COVID-19 may deplete testosterone, helping to explain male patients' poorer prognosis

September 28, 2020

For the first time, data from a study with patients hospitalized due to COVID-19 suggest that the disease might deteriorate men's testosterone levels.

Publishing their results in the peer-reviewed journal , experts from the University of Mersin and the Mersin City Education And Research Hospital in Turkey found as men's testosterone level at baseline decreases, the probability for them to be in the intensive care unit (ICU) significantly increases.

Lead author Selahittin Çayan, Professor of Urology, states that while it has already been reported that low testosterone levels could be a cause for poor prognosis following a positive SARS-CoV-2 test, this is the first study to show that COVID-19 itself depletes testosterone.

It is hoped that the development could help to explain why so many studies have found that male prognosis is worse than those females with COVID-19, and therefore to discover possible improvement in clinical outcomes using testosterone-based treatments.
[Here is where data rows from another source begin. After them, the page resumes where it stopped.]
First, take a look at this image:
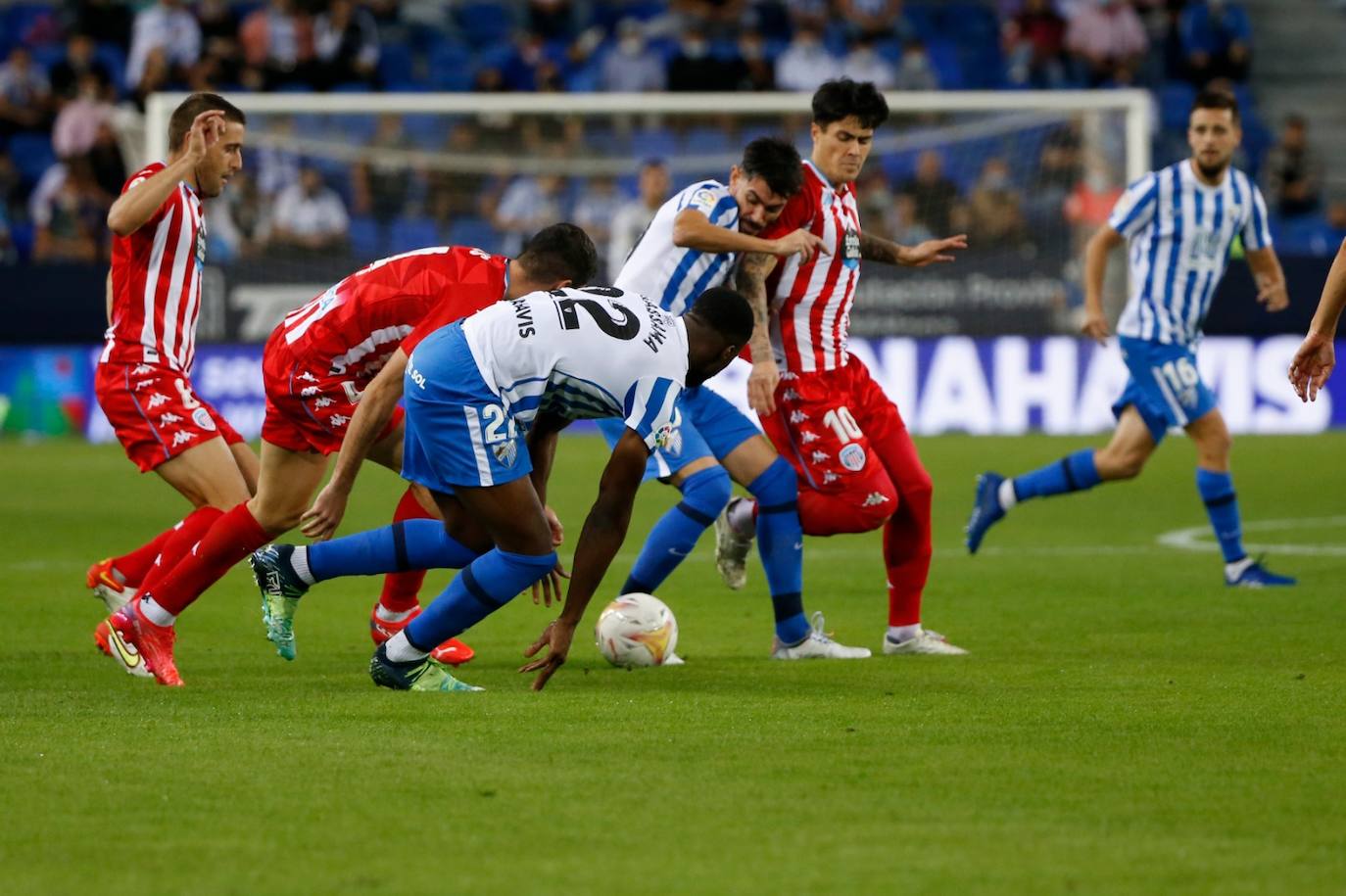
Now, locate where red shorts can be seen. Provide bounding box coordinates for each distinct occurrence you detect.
[93,362,244,472]
[762,355,906,493]
[262,338,403,454]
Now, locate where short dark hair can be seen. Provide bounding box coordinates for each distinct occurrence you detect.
[813,78,889,128]
[168,93,248,152]
[518,223,598,287]
[685,287,752,346]
[1187,89,1238,123]
[739,137,803,199]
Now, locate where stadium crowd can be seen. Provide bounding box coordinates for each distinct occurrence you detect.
[0,0,1346,263]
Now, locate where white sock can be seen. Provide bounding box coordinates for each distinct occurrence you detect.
[889,623,921,644]
[384,631,429,663]
[140,594,177,627]
[728,497,756,539]
[289,544,317,586]
[374,604,418,622]
[1225,557,1253,582]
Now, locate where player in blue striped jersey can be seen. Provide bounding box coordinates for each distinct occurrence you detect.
[967,90,1295,587]
[599,137,870,659]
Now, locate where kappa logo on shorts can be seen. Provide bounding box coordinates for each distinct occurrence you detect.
[838,444,865,472]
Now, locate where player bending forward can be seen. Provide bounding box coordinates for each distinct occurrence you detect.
[86,93,257,618]
[96,224,597,684]
[716,78,967,654]
[599,137,870,659]
[967,90,1295,588]
[253,287,752,690]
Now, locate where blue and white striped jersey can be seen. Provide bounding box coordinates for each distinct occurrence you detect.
[1108,159,1271,345]
[463,287,688,450]
[615,180,739,314]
"Testosterone is associated with the immune system of respiratory organs, and low levels of testosterone might increase the risk of respiratory infections. Low testosterone is also associated with infection-related hospitalisation and all-cause mortality in male in ICU patients, so testosterone treatment may also have benefits beyond improving outcomes for COVID-19," Professor Çayan explains.

"In our study, the mean total testosterone decreased, as the severity of the COVID-19 increased. The mean total testosterone level was significantly lower in the ICU group than in the asymptomatic group. In addition, the mean total testosterone level was significantly lower in the ICU group than in the Intermediate Care Unit group. The mean serum follicle stimulating hormone level was significantly higher in the ICU group than in the asymptomatic group.

"We found, Hypogonadism - a condition in which the body doesn't produce enough testosterone -in 113 (51.1%) of the male patients.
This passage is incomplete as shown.